En 2017 me animé a escribir el blog: Calaix Ambiental. La idea inicial era plasmar lo aprendido en cursos, seminarios, exposiciones… sobre la temática que se convertido en mi pasión: la ecología. Entonces descubrí el submundo activista de las redes sociales y quedé fascinada con su profusa información. Poco a poco, fui trenzando nuevos campos de acción: comprar muy poca ropa y fabricada localmente; evitar los productos de los gigantes de la contaminación (grupos Coca-Cola, Nestlé, Pepsico, Unilever…) para comprar a pequeños productores o a granel; y ahora estoy en proceso de cambiar mis servicios de internet, electricidad, banca… a alternativas cooperativas, con lo que potenciar otra economía, una consciente de reforzar las redes sociales y ecológicas en vez de diezmarlas.
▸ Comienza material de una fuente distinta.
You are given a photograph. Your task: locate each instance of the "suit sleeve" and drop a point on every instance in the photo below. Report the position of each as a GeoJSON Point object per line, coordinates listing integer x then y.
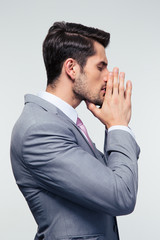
{"type": "Point", "coordinates": [58, 165]}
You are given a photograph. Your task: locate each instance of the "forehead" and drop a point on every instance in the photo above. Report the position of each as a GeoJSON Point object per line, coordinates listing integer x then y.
{"type": "Point", "coordinates": [100, 55]}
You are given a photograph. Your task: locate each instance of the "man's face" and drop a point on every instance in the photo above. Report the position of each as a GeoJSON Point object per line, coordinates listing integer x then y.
{"type": "Point", "coordinates": [91, 84]}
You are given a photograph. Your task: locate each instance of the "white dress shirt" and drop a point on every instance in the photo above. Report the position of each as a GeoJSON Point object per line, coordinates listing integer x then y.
{"type": "Point", "coordinates": [71, 112]}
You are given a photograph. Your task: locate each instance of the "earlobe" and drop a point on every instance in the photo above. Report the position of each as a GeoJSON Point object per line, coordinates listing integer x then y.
{"type": "Point", "coordinates": [70, 68]}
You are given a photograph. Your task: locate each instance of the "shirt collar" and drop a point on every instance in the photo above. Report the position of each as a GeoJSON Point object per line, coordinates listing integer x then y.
{"type": "Point", "coordinates": [59, 103]}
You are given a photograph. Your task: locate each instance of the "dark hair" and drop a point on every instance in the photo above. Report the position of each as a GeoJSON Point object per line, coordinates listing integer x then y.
{"type": "Point", "coordinates": [70, 40]}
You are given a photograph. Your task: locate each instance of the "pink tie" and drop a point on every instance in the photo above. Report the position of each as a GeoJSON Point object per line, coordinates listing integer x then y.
{"type": "Point", "coordinates": [84, 130]}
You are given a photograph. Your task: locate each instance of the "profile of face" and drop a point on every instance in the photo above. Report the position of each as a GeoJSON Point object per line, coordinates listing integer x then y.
{"type": "Point", "coordinates": [90, 84]}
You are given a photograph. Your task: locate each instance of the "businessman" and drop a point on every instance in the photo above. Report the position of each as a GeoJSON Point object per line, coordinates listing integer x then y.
{"type": "Point", "coordinates": [73, 190]}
Algo que me ayuda a decidir sobre mi consumo, por ejemplo, si comprarme un móvil o hacer un viaje a otro continente, es preguntarme: ¿necesita el planeta más móviles, más vuelos…? La respuesta suele ser que no, dado que la mayor parte del sistema está planteado de espaldas a la sostenibilidad. Sin embargo, nuestro consumo y el cuidado de los ecosistemas no tienen por qué estar enfrentados y hoy ya existen muchas alternativas enfocadas a vivir en equilibrio con los ciclos naturales, algunas ya citadas. Además, contrariamente a lo que parece, un estilo de vida respetuoso es mucho más barato, sí, aunque gastes más en productos ecológicos te ahorras un sinfín de compras superfluas.
Sé que a lo largo de mi vida he emitido más CO₂ del que han emitido mis congéneres del Sur Global y del que podrán emitir las futuras generaciones, esto me anima a dejar atrás viejos hábitos para vivir de forma más justa. También me motiva a seguir este camino tener presente el coste de seguir emitiendo al ritmo actual: supondría aumentos de entre 4 y 5ºC de media sobre los niveles preindustriales para 2100. Pero la ciencia ha alertado reiteradamente que, si la temperatura media mundial sube más de 2ºC, el funcionamiento de los ecosistemas en los cuales vivimos quedará muy gravemente alterado (!).
Para ceñirnos a este moderado incremento, en los países industrializados deberíamos alcanzar reducciones de cerca del 40% de emisiones para 2030. Pero los gobiernos no tienen una varita mágica. Por tanto, esta reducción pasa porque tú, yo y toda la ciudadanía reduzcamos drásticamente nuestra huella. Vivir con un clima y unos ecosistemas sanos es un derecho del que todos los seres vivos deberíamos disfrutar. ¿Por qué no apostar para conseguirlo?